Existen algunas obras que adquieren un peso cultural que trasciende a su condición artística y pasan a formar parte del imaginario de una época, e incluso a menudo forman parte de su vocabulario o de su acervo visual. Es el caso de El cuento de la criada, de Margaret Atwood, cuyo atuendo de túnica roja con gorros de alas blancas que impiden a las mujeres que lo portan tanto ver como ser vistas, más allá de lo estrictamente necesario, aparece regularmente en marchas contra la prohibición o criminalización del aborto. (Es el mismo caso con la imagen del Big Brother de Orwell o con la droga llamada soma, ideada por Aldous Huxley, a la cual incluso los Strokes le dedicaron una canción con ese mismo nombre).

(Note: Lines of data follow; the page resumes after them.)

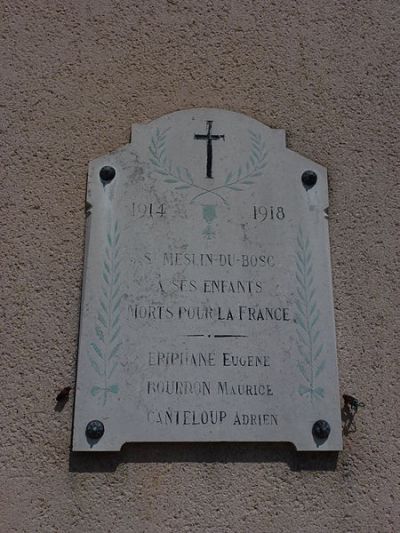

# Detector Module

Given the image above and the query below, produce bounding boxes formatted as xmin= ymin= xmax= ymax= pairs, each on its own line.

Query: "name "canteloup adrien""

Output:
xmin=147 ymin=380 xmax=273 ymax=397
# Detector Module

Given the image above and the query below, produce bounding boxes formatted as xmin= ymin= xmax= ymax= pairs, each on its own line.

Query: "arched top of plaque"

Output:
xmin=89 ymin=108 xmax=328 ymax=213
xmin=74 ymin=109 xmax=341 ymax=452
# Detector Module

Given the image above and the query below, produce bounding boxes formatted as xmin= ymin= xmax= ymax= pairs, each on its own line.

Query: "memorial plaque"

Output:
xmin=73 ymin=109 xmax=342 ymax=451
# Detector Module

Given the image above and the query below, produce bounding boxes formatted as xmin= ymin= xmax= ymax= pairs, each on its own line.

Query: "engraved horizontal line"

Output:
xmin=182 ymin=334 xmax=248 ymax=338
xmin=214 ymin=335 xmax=248 ymax=338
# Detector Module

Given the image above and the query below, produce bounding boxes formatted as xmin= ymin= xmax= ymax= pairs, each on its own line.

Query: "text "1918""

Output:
xmin=253 ymin=206 xmax=285 ymax=221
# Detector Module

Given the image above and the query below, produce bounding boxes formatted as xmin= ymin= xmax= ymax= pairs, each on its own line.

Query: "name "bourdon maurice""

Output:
xmin=146 ymin=381 xmax=273 ymax=396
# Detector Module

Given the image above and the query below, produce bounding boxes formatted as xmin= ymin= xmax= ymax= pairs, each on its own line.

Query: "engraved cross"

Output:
xmin=194 ymin=120 xmax=225 ymax=179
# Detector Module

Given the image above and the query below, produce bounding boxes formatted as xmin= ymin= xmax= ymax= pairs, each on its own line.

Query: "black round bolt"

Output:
xmin=312 ymin=419 xmax=331 ymax=440
xmin=301 ymin=170 xmax=317 ymax=190
xmin=99 ymin=165 xmax=116 ymax=183
xmin=86 ymin=419 xmax=105 ymax=440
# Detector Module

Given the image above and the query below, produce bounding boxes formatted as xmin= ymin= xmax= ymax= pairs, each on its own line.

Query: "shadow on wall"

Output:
xmin=69 ymin=443 xmax=338 ymax=474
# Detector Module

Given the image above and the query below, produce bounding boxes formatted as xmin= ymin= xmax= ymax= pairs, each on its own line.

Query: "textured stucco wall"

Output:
xmin=1 ymin=1 xmax=399 ymax=532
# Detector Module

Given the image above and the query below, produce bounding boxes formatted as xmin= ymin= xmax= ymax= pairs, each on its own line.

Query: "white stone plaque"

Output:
xmin=73 ymin=109 xmax=342 ymax=451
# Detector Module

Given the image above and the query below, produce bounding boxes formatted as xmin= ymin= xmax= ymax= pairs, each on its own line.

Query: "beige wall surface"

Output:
xmin=1 ymin=1 xmax=399 ymax=531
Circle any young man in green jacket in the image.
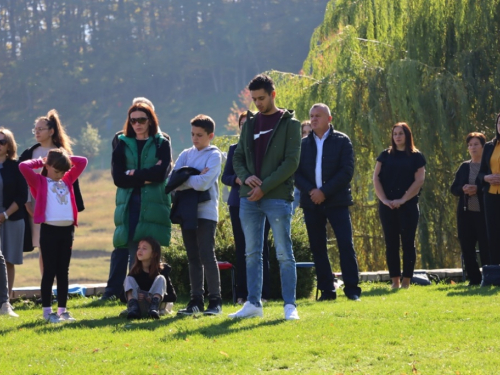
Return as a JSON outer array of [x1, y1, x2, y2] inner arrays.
[[229, 74, 301, 320]]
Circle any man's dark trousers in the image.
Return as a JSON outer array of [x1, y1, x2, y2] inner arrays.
[[303, 204, 361, 298]]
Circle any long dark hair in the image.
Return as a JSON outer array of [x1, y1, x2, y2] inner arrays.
[[123, 103, 159, 138], [129, 237, 164, 279], [389, 122, 418, 155], [35, 109, 73, 154]]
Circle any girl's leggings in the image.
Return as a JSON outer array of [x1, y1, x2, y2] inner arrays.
[[40, 224, 74, 308]]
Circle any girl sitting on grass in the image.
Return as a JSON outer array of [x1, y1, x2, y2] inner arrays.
[[19, 149, 87, 323], [124, 237, 170, 320]]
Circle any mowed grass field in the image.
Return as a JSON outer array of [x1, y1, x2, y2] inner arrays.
[[2, 284, 500, 374], [17, 170, 117, 287]]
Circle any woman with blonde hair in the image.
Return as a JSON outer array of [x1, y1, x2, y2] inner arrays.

En El cuento de la criada se narra el ascenso de una teocracia patriarcal de nombre Gilead que ha reducido a las pocas mujeres fértiles a una esclavitud orientada a que sean meros entes reproductivos. Los intentos de procreación ocurren bajo una perversa ceremonia donde copulan con los Comandantes en presencia de las esposas de estos, quienes toman a las criadas de las manos en supuesta solidaridad, aunque en realidad aprovechan para clavarles las uñas en la muñeca. De ahí que la protagonista, a quien conocemos como Offred (“of Fred”, o, “de Fred”, propiedad del Comandante de ese nombre), reflexione: “El Comandante está fornicando. Con lo que fornica es con la parte inferior de mi cuerpo”.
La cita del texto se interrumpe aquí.